Types of singularities, why is this an essential singularity

Question

I'm learning about different types of singularities:

1) removable singularities.
2) poles.
3) essential singularities.

I think I understand 1 and 2 but I don't really get the 3rd one, could someone please explain me?

1) For a removable singularity $|f|$ is bounded near $z_o$ so as an example we'd have a removable singularity at $z_0=0$ for $\frac{sin(z)}{z}$.
2) For a pole $|f|$ goes to infinity near $z_o$ , so as an example we'd have a pole at $z_0=0$ for $\frac{1}{z}$.
3) For an essential singularity $|f|$ doesn't go to infinity near $z_o$ nor is bounded here. In the book they give the example: we'd have an essential singularity at $z_0=0$ for $e^{\frac{1}{z}}$.

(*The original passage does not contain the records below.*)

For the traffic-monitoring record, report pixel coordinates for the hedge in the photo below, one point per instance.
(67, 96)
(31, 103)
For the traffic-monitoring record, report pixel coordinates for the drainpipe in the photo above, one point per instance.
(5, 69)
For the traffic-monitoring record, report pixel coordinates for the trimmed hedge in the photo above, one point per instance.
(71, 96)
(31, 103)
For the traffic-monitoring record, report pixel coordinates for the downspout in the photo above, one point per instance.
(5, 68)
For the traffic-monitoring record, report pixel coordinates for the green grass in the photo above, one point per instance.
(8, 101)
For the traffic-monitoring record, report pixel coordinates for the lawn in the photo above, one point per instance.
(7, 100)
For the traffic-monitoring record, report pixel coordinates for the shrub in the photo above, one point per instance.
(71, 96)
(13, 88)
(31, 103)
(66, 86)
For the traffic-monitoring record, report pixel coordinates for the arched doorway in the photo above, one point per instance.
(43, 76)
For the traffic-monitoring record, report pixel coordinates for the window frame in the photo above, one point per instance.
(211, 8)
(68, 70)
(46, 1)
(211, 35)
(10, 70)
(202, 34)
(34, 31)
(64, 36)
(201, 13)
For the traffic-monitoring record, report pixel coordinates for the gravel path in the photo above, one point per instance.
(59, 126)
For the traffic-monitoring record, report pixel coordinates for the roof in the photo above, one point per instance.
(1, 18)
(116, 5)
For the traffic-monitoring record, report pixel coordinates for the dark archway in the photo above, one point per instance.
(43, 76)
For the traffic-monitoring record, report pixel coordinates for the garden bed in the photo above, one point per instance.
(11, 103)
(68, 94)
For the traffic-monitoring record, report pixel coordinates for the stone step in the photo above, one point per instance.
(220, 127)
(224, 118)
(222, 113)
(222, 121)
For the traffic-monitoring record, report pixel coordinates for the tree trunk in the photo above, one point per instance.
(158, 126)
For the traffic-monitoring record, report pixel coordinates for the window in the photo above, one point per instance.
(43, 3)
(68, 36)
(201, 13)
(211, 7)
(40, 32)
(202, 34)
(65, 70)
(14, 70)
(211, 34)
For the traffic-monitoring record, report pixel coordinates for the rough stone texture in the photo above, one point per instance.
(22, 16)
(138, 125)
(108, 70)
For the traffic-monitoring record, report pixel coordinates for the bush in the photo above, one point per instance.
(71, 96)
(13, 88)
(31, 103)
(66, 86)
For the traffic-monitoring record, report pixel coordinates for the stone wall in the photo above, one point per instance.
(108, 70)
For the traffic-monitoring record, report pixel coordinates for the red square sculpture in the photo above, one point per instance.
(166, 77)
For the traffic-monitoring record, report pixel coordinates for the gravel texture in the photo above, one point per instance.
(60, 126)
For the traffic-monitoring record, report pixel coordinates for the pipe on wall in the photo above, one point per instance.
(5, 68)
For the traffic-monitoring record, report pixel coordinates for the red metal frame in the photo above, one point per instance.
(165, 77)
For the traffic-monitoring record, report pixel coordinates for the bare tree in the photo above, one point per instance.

I don't get this last one, since in my head: (I know it's not mathematically correct what I'm gonna write but I do it just to explain my problem) $e^{\frac{1}{0}}=e^\infty=\infty$

Thanks in advance.

Answer 1

Well! As far as Complex exponential is concerned $e^\infty$ is not actually $\infty$ it is not defined to be precise.

While understanding types of singularities you should also learn them by their laurentz series expansions That way it would be easier and you will not get confused.

Hope it works

Answer 2

Note that a function $f(z)$ can be expanded as a Laurent series about a singularity $z_0$ as: $$f(z) = \sum_{n=0}^{\infty} a_n(z-z_0)^n + \sum_{n=1}^{\infty} \frac{b_n}{(z-z_0)^n}$$

In case, the second sum (the principal part) has infinitely many terms, then the singularity $z=z_0$ of $f(z)$ is called an essential singularity.

Hence, the given function: $$f(z) = e^{\frac1{z}} = \sum_{n=0}^{\infty} \frac{1}{n!z^n}$$ has $z=0$ as an essential singularity.